With the progressing ECG abnormalities, echocardiographic findings and rising biomarkers, a diagnosis of acute myocarditis was made. Urgent right ventricular endomyocardial biopsies were undertaken with frozen section analysis confirmed acute necrotising myocarditis. There was no evidence of vasculitis and giant cells were absent on histopathology (Figures 1 & 2). Immunohistochemistry was negative for Epstein Barr virus (EBV) and parvovirus. Viral polymerase chain reaction (PCR) was weakly positive for both. Screening for hepatitis B, C, cytomegalovirus (CMV), erythrovirus B19, streptococcus pneumoniae and picornavirus was negative.

Fig 1.

Fig 1

Histology specimen from the endomyocardial biopsy demonstrating myocardium with a dense infiltrate of inflammatory cells (L)-(dark blue nuclei) separating the myocytes (M)

Fig 2.

Fig 2

Histology specimen from the endomyocardial biopsy demonstrating extensive myocyte necrosis and phagocytosis (P). Immunohistochemistry has been performed highlighting the T lymphocytes (L)

Oral prednisolone (40mg OD) and mycophenolate mofetil (500mg BID) were commenced on rheumatological advice. A total dose of 300g of Human Immunoglobulin [Privigen® (CSL Behring, PA, US)] was administered over 5 days.

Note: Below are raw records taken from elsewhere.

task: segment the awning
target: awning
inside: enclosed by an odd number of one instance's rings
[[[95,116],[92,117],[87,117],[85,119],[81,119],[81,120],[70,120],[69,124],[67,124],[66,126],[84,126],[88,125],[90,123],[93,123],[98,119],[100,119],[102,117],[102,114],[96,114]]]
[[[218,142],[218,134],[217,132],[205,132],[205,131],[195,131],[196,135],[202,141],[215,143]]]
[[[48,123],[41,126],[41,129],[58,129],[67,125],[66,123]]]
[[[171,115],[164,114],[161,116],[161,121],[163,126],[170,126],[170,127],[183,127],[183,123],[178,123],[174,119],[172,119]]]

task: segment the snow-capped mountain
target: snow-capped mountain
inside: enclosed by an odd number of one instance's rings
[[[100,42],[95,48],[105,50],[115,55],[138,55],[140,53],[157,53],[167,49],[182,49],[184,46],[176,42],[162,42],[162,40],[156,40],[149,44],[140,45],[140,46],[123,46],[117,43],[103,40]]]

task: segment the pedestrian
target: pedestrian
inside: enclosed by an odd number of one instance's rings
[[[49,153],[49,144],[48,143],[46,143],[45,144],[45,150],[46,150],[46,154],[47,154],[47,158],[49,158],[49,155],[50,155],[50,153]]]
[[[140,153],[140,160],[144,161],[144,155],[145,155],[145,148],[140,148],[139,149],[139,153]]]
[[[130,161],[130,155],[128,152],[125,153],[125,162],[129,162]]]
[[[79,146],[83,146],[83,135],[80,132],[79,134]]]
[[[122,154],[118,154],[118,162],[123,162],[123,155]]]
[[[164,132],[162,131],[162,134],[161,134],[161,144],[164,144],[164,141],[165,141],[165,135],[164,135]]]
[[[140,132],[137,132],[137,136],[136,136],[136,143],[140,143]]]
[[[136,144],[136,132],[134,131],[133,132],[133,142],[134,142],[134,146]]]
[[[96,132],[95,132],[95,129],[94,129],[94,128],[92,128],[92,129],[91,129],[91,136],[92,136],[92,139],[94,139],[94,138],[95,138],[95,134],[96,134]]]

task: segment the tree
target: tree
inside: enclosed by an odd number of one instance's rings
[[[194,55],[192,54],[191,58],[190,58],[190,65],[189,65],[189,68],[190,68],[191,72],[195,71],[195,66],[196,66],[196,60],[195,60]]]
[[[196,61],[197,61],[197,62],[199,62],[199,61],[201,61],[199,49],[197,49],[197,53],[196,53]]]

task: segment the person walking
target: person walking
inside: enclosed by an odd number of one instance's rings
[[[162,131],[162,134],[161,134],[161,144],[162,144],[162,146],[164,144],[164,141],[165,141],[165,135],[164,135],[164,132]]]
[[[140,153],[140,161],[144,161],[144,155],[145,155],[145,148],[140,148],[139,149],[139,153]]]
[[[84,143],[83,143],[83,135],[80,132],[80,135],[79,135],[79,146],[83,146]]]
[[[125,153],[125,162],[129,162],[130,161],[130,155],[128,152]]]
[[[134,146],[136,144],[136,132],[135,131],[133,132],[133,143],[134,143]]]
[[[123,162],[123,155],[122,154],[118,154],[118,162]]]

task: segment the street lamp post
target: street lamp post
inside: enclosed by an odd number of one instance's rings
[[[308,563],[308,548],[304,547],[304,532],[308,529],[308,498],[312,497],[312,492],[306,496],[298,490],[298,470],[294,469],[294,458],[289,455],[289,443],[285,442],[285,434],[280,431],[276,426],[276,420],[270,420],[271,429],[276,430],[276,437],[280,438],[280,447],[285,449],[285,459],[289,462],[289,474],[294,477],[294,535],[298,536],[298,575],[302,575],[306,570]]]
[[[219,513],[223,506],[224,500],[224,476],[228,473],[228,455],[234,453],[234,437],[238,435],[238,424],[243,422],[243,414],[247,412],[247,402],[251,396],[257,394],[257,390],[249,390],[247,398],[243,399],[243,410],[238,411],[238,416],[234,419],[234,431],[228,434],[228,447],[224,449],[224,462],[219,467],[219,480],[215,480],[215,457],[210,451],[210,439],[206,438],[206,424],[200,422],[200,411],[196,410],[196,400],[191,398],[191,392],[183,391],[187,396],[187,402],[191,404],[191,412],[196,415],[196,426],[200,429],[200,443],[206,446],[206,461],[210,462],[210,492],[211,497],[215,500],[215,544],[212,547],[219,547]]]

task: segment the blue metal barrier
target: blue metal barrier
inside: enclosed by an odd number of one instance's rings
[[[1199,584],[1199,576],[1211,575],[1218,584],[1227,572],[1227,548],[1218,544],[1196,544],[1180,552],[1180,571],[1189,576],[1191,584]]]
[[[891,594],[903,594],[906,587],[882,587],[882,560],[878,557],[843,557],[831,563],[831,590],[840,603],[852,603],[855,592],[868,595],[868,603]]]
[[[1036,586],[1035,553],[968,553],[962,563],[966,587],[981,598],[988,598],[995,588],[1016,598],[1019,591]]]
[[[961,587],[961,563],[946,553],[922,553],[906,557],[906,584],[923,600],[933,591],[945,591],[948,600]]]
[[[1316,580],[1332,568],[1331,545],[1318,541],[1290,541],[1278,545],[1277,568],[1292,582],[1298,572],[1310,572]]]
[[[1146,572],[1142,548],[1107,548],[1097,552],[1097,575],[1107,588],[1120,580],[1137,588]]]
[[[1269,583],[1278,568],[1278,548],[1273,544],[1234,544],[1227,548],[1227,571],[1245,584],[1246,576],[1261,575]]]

A rapid clinical improvement ensued, facilitating IABP removal and discontinuation of inotropes after 72 hours. Standard heart failure therapy was commenced. Repeat echocardiography by day 9 showed only mild global left ventricular systolic impairment. Temporary interruption in mycophenolate therapy occurred due to shingles (treated with Ganciclovir). He was discharged on day 15.

DISCUSSION

The diagnosis of myocarditis should be considered in any patient presenting with acute heart failure. Non-invasive imaging modalities (ECHO and Cardiac MR) are helpful in establishing the diagnosis. Ultimately, myocarditis is a histopathological diagnosis. Multiple endomyocardial biopsy samples are required as sampling error can occur in the setting of patchy disease. The most common histopathological form of acute myocarditis is a lymphocytic pattern. The mainstay of treatment in acute myocarditis is inotropic agents and circulatory support. The efficacy of intravenous immunoglobulin (Ig) and immunosuppression remains unproven. Studies have demonstrated mortality benefits with early IG and steroid administration.